Parents have the strong will not to cry, especially in front of their young. When my son is around and I know I’m on the verge of crying, I find the strength within to not cry. “I’ll wait until he falls asleep”, I think to myself. How can we do that? Because we know there is no other way.
I refuse to cry in front of my son. To me it shows him that life has defeated me, life is truly hard and that I am not strong. If I’m not strong, he has the opportunity to judge my strength, my will power and capability to protect.
“Perhaps our eyes need to be washed by our tears once in a while,
so that we can see life with a clearer view again.”
- Alex Tan
Sometimes life hits you right in the gut. Maybe a co-worker yelled at you, maybe you feel lost about your life, maybe your car broke down, maybe you feel like you’re failing as a parent or maybe you broke up with a friend, either way you may not show emotion! To not cry in front of your child is the silent rule of parenting. If you do, then he will ask questions and then you’re dropping all of your problems onto your child. That is too much for a child to handle.
“People cry not because they’re weak,
It’s because they’ve been strong for too long”.
- Johnny Depp
Of course, you are inclined to cry if someone passes away, that’s a different story. You’re teaching your child that it’s acceptable to mourn and you must mourn to move forward. However, daily life problems will have to wait. I wait until after I drop my son off to school, after work in between picking him up from daycare or after bedtime. Sometimes, you lose power to sobbing. In those moments, I find a quick room to shoot into for a quick cry. In fact, my bathroom is my sanctuary. That is where I go to cry. It’s farthest from the bedroom, so he won’t hear me weep.

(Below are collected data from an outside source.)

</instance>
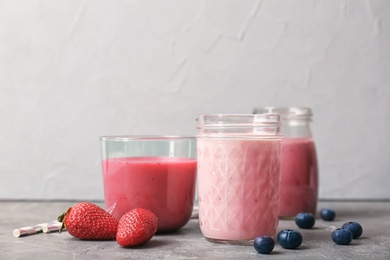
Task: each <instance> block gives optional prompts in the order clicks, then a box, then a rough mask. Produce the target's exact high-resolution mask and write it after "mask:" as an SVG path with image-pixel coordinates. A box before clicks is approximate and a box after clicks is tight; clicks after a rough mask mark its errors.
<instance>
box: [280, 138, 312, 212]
mask: <svg viewBox="0 0 390 260" xmlns="http://www.w3.org/2000/svg"><path fill="white" fill-rule="evenodd" d="M280 176H281V182H280V205H279V216H280V217H293V216H295V215H296V214H298V213H299V212H310V213H312V214H315V213H316V208H317V197H318V168H317V156H316V151H315V146H314V141H313V139H311V138H285V139H283V141H282V154H281V166H280Z"/></svg>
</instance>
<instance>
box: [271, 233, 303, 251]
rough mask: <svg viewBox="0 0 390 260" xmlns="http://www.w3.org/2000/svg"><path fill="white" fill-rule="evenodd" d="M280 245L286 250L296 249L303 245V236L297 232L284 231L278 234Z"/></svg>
mask: <svg viewBox="0 0 390 260" xmlns="http://www.w3.org/2000/svg"><path fill="white" fill-rule="evenodd" d="M277 239H278V243H279V245H280V246H281V247H283V248H285V249H295V248H297V247H299V246H300V245H301V244H302V235H301V233H299V232H298V231H297V230H292V229H283V230H282V231H280V232H279V233H278V237H277Z"/></svg>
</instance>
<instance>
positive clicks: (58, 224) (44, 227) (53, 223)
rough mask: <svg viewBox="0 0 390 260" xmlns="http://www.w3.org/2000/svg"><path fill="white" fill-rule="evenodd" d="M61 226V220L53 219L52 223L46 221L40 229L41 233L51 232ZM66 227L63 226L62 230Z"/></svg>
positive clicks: (61, 225)
mask: <svg viewBox="0 0 390 260" xmlns="http://www.w3.org/2000/svg"><path fill="white" fill-rule="evenodd" d="M61 226H62V223H61V222H58V221H54V222H52V223H48V224H46V225H43V226H42V231H43V233H51V232H56V231H59V230H60V228H61ZM65 230H66V229H65V228H64V229H63V230H62V231H65Z"/></svg>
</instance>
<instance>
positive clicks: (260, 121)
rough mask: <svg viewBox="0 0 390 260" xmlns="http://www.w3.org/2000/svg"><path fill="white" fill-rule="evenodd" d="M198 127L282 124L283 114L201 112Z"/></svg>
mask: <svg viewBox="0 0 390 260" xmlns="http://www.w3.org/2000/svg"><path fill="white" fill-rule="evenodd" d="M196 121H198V127H197V128H199V127H204V126H208V127H219V126H221V127H222V126H223V127H229V126H280V125H281V116H280V115H279V114H276V113H262V114H199V115H198V117H197V119H196Z"/></svg>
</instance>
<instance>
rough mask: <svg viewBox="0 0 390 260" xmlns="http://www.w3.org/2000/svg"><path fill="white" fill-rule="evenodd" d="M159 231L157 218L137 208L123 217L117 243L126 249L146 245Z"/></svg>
mask: <svg viewBox="0 0 390 260" xmlns="http://www.w3.org/2000/svg"><path fill="white" fill-rule="evenodd" d="M156 231H157V217H156V215H154V214H153V212H151V211H150V210H146V209H142V208H137V209H133V210H131V211H129V212H127V213H126V214H125V215H123V216H122V217H121V219H120V220H119V224H118V231H117V233H116V242H117V243H118V244H119V245H121V246H124V247H131V246H140V245H143V244H146V243H147V242H148V241H149V240H150V239H151V238H152V237H153V235H154V234H155V233H156Z"/></svg>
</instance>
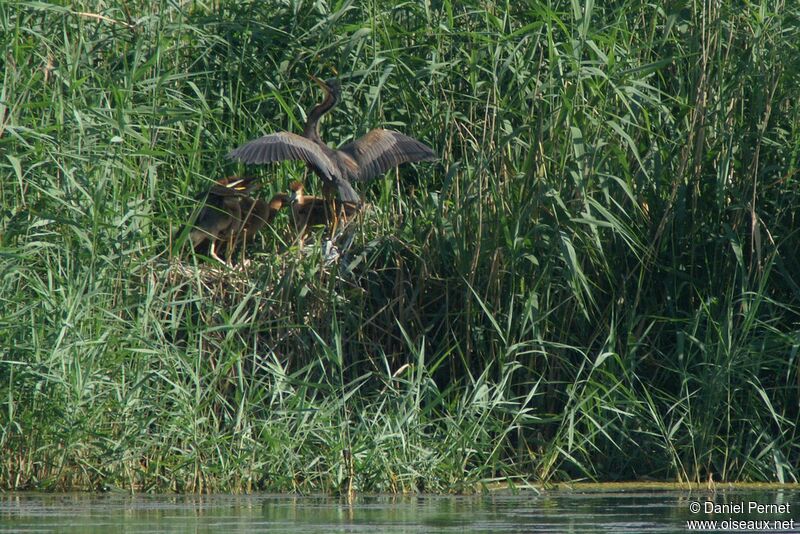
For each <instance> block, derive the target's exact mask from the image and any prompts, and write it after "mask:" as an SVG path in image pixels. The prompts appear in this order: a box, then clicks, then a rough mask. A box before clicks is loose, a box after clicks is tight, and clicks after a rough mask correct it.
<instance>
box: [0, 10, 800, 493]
mask: <svg viewBox="0 0 800 534" xmlns="http://www.w3.org/2000/svg"><path fill="white" fill-rule="evenodd" d="M59 4H61V5H54V4H46V3H41V2H14V1H9V0H0V43H2V57H0V61H1V62H2V64H3V69H2V80H1V83H2V85H1V86H0V202H1V203H2V205H1V206H0V209H1V210H2V211H0V459H1V460H2V461H1V463H0V486H2V487H4V488H25V487H43V488H54V489H60V488H71V487H95V488H96V487H103V486H117V487H125V488H129V487H130V488H133V489H135V490H137V491H155V490H179V491H215V490H218V491H245V490H252V489H268V490H279V491H284V490H299V491H317V490H324V491H338V490H340V489H342V488H343V487H344V486H345V485H346V484H347V482H348V477H349V475H350V471H351V469H350V466H349V465H348V462H347V461H346V459H347V454H346V453H345V451H350V452H351V453H352V472H353V474H354V478H353V483H354V486H355V488H356V489H357V490H358V491H419V490H424V491H470V490H473V489H475V488H480V487H482V486H483V485H487V484H491V483H493V482H511V483H514V484H525V483H528V482H546V481H556V480H566V479H594V480H605V481H610V480H638V479H642V478H651V479H660V480H679V481H695V480H697V481H705V480H707V479H709V478H713V479H714V480H716V481H719V480H729V481H752V480H759V481H760V480H764V481H787V482H788V481H796V480H797V478H798V475H800V467H798V466H800V439H799V438H798V435H797V434H798V415H799V413H798V412H799V411H800V406H799V403H800V395H799V394H798V388H800V375H798V365H799V363H798V347H799V346H800V333H799V332H798V324H800V315H799V314H798V311H800V298H799V297H800V286H798V284H799V283H800V275H798V273H800V256H799V255H798V250H800V238H799V237H798V230H796V229H795V226H796V224H795V223H796V220H795V218H796V213H797V207H798V206H799V205H800V181H798V174H797V168H798V161H800V154H799V153H800V135H798V134H799V133H800V132H798V129H800V120H799V119H800V106H798V102H800V94H799V93H800V91H798V87H800V54H798V48H797V43H798V42H800V7H798V6H797V4H795V3H793V2H781V1H779V2H762V3H758V2H729V3H723V2H720V3H716V2H699V1H673V2H652V3H651V2H643V1H641V0H628V1H625V0H619V1H613V2H603V3H602V4H603V5H602V6H601V5H599V4H600V3H594V2H592V1H586V2H583V1H580V2H579V1H578V0H574V1H572V2H570V1H563V0H531V1H529V2H521V3H519V2H513V3H507V4H503V3H500V4H495V3H493V2H476V1H468V2H460V3H458V4H456V3H452V2H449V1H447V0H444V1H443V2H433V3H429V2H419V3H416V2H408V3H401V4H395V3H394V2H378V1H376V2H371V3H364V4H360V3H358V2H353V1H348V0H344V1H337V2H332V3H327V2H303V1H292V0H283V1H279V2H274V1H266V2H265V1H257V2H253V1H241V0H236V1H229V0H217V1H212V2H202V1H192V2H175V1H166V0H162V1H161V2H156V3H155V4H153V3H151V2H143V1H140V0H130V1H122V2H104V1H100V2H65V1H62V2H59ZM715 4H725V5H723V6H720V5H715ZM733 4H735V5H733ZM333 72H338V73H339V75H340V76H341V77H342V79H343V82H344V83H343V92H344V102H343V104H342V105H341V106H340V107H339V108H338V109H337V110H336V111H335V112H334V113H332V114H331V115H330V116H328V117H327V118H326V120H325V121H324V123H323V128H322V131H323V137H325V138H326V139H327V140H328V141H329V142H330V143H332V144H334V145H338V144H341V143H343V142H345V141H347V140H349V139H351V138H353V137H354V136H359V135H362V134H363V133H365V132H366V131H367V130H368V129H370V128H372V127H375V126H380V125H383V126H389V127H393V128H396V129H399V130H401V131H404V132H406V133H408V134H410V135H413V136H414V137H416V138H418V139H421V140H423V141H424V142H426V143H427V144H429V145H431V146H433V147H434V148H435V149H436V150H437V152H438V153H439V154H441V161H440V162H438V163H436V164H421V165H418V166H416V167H413V166H405V167H403V168H401V169H400V170H399V171H398V172H397V173H395V172H390V173H388V174H387V175H386V176H385V177H384V178H382V179H379V180H377V181H375V182H373V183H370V184H360V185H359V186H358V188H359V190H360V193H362V195H364V197H365V199H366V200H367V202H369V203H370V204H371V208H370V209H369V210H368V212H367V213H366V215H365V217H364V220H363V222H362V224H361V225H360V226H359V227H358V229H357V230H356V231H355V233H354V239H353V242H352V244H351V245H350V247H349V249H347V250H346V253H345V254H344V255H343V257H342V258H341V260H340V261H339V262H338V263H334V264H328V263H326V261H325V259H324V257H323V256H322V254H321V252H320V247H319V243H317V244H316V245H314V244H312V245H311V246H307V247H306V248H305V249H302V250H301V249H299V248H298V247H297V246H296V245H295V244H293V243H292V240H291V232H290V230H289V223H288V218H287V216H286V214H282V215H281V216H280V217H279V218H278V220H277V221H276V223H275V225H274V228H273V229H272V231H270V232H265V233H264V234H263V236H262V237H261V238H260V239H259V240H258V241H257V242H256V243H255V245H254V246H252V247H251V248H250V249H249V250H248V252H247V254H248V257H249V258H250V260H251V263H250V264H249V266H248V267H247V269H237V270H236V271H226V270H224V269H222V270H220V269H218V268H217V265H215V264H214V263H213V262H212V261H209V260H207V259H206V258H203V257H199V256H195V255H193V254H191V252H190V251H188V249H187V247H183V248H179V247H177V246H173V245H174V243H173V240H172V237H173V235H174V233H175V230H176V229H177V228H178V227H179V226H180V224H181V223H182V221H184V220H185V219H186V218H187V217H188V216H189V214H190V213H191V212H192V206H193V204H192V203H193V200H192V199H193V196H194V195H195V194H196V193H197V192H199V191H201V190H202V189H203V188H205V187H207V186H208V184H209V183H210V181H211V180H215V179H217V178H220V177H222V176H226V175H229V174H234V173H241V172H244V170H245V169H244V168H243V167H242V166H240V165H237V164H234V163H232V162H230V161H228V160H226V159H225V158H224V155H225V154H226V153H227V151H228V150H230V149H231V148H233V147H235V146H237V145H239V144H240V143H242V142H244V141H245V140H248V139H250V138H253V137H255V136H257V135H260V134H263V133H266V132H270V131H274V130H278V129H287V130H291V131H295V132H297V131H299V130H300V129H301V126H302V123H303V121H304V119H305V115H304V113H305V111H306V110H308V109H309V108H310V107H311V106H313V105H314V104H315V103H316V102H318V101H319V99H320V98H321V95H320V93H319V90H318V89H317V88H316V86H314V84H312V83H310V82H309V79H308V74H315V75H318V76H321V77H329V76H331V75H332V74H333ZM247 172H255V173H257V174H258V175H260V176H262V177H263V181H264V184H265V186H264V192H263V194H264V195H265V196H266V195H267V194H269V192H270V191H271V192H275V191H279V190H285V189H286V185H287V184H288V182H289V181H290V180H292V179H297V178H302V176H303V172H304V169H303V167H302V166H301V165H298V164H293V163H292V164H288V163H287V164H280V165H272V166H264V167H259V168H250V169H247ZM308 183H309V184H310V186H311V187H312V188H318V187H319V183H318V181H317V180H316V179H312V178H309V180H308ZM312 241H313V240H312Z"/></svg>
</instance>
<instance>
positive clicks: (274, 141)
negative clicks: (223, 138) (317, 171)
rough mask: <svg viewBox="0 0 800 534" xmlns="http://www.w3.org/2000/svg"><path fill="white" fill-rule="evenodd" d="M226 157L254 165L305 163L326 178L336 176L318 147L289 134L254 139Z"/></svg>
mask: <svg viewBox="0 0 800 534" xmlns="http://www.w3.org/2000/svg"><path fill="white" fill-rule="evenodd" d="M228 157H229V158H230V159H237V160H239V161H242V162H244V163H256V164H261V163H270V162H273V161H284V160H298V161H305V162H306V163H308V164H309V165H311V166H312V167H316V168H317V169H319V170H320V171H322V172H323V173H324V174H325V175H327V176H335V175H336V170H335V168H334V166H333V162H332V161H331V160H330V158H329V157H328V156H327V155H326V154H325V152H323V151H322V148H321V147H320V146H319V145H317V144H316V143H315V142H314V141H311V140H310V139H306V138H305V137H303V136H300V135H297V134H293V133H290V132H278V133H274V134H269V135H265V136H264V137H259V138H258V139H254V140H252V141H250V142H248V143H245V144H243V145H242V146H240V147H239V148H236V149H234V150H232V151H230V152H229V153H228Z"/></svg>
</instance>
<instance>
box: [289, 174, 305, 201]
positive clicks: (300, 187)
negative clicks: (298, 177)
mask: <svg viewBox="0 0 800 534" xmlns="http://www.w3.org/2000/svg"><path fill="white" fill-rule="evenodd" d="M289 190H290V191H291V192H292V195H291V196H290V197H289V203H291V204H293V203H295V202H297V201H299V200H302V199H303V183H302V182H300V181H299V180H295V181H294V182H292V183H290V184H289Z"/></svg>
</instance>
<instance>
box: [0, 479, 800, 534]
mask: <svg viewBox="0 0 800 534" xmlns="http://www.w3.org/2000/svg"><path fill="white" fill-rule="evenodd" d="M690 521H696V522H697V523H689V522H690ZM702 521H708V522H709V523H705V524H703V523H700V522H702ZM711 521H716V524H714V523H710V522H711ZM691 531H698V532H700V531H704V532H742V531H744V532H748V531H749V532H800V491H798V490H785V489H779V490H770V491H762V490H737V491H719V490H718V491H717V492H710V491H706V490H702V491H693V492H689V491H671V490H670V491H641V490H637V491H634V490H630V491H565V490H559V491H546V492H542V493H537V492H533V491H525V492H520V493H517V494H514V495H512V494H491V495H484V496H471V497H440V496H418V497H389V496H359V497H357V499H356V501H355V502H354V504H353V505H348V504H347V503H346V502H345V501H344V500H342V499H339V498H336V497H322V496H290V495H270V494H256V495H245V496H231V495H212V496H183V495H181V496H175V495H171V496H164V495H156V496H149V495H137V496H133V497H131V496H127V495H124V494H118V493H115V494H45V493H5V494H0V532H25V533H32V532H59V533H62V532H64V533H73V532H74V533H78V532H80V533H100V532H103V533H106V532H124V533H142V534H144V533H157V532H198V533H200V532H203V533H205V532H215V533H216V532H220V533H222V532H226V533H227V532H248V533H249V532H287V533H300V532H303V533H312V532H314V533H316V532H319V533H335V532H364V533H371V534H377V533H380V532H414V533H417V532H420V533H434V532H486V533H496V532H567V533H573V532H574V533H586V532H609V533H612V532H613V533H617V532H637V533H638V532H641V533H647V532H681V533H685V532H691Z"/></svg>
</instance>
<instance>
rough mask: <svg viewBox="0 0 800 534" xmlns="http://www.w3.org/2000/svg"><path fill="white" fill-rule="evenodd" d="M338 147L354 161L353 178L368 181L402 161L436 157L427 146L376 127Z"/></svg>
mask: <svg viewBox="0 0 800 534" xmlns="http://www.w3.org/2000/svg"><path fill="white" fill-rule="evenodd" d="M339 150H341V151H342V152H344V153H346V154H347V155H348V156H350V157H351V158H353V159H354V160H355V161H356V163H358V175H357V176H351V178H352V179H354V180H370V179H372V178H375V177H376V176H379V175H380V174H383V173H384V172H386V171H388V170H389V169H391V168H393V167H397V166H398V165H400V164H402V163H409V162H411V163H413V162H415V161H433V160H436V159H437V156H436V153H435V152H434V151H433V150H432V149H431V148H430V147H429V146H427V145H425V144H423V143H420V142H419V141H417V140H416V139H414V138H413V137H408V136H407V135H403V134H401V133H400V132H395V131H394V130H384V129H383V128H376V129H374V130H372V131H370V132H369V133H367V134H366V135H364V136H363V137H360V138H358V139H356V140H355V141H353V142H352V143H348V144H346V145H344V146H343V147H342V148H340V149H339Z"/></svg>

Crying is part of life and parents cry often. It’s a routine that we go through, yet no one speaks about. Parenting is hard and we often feel like we are failing our children. We cry through the hard times, through the sentiments, the memories, the fights and the proud moments. Our children will never know how much we put into raising them. They’ll never see how much emotion is built up for them. They will never know until they become parents themselves.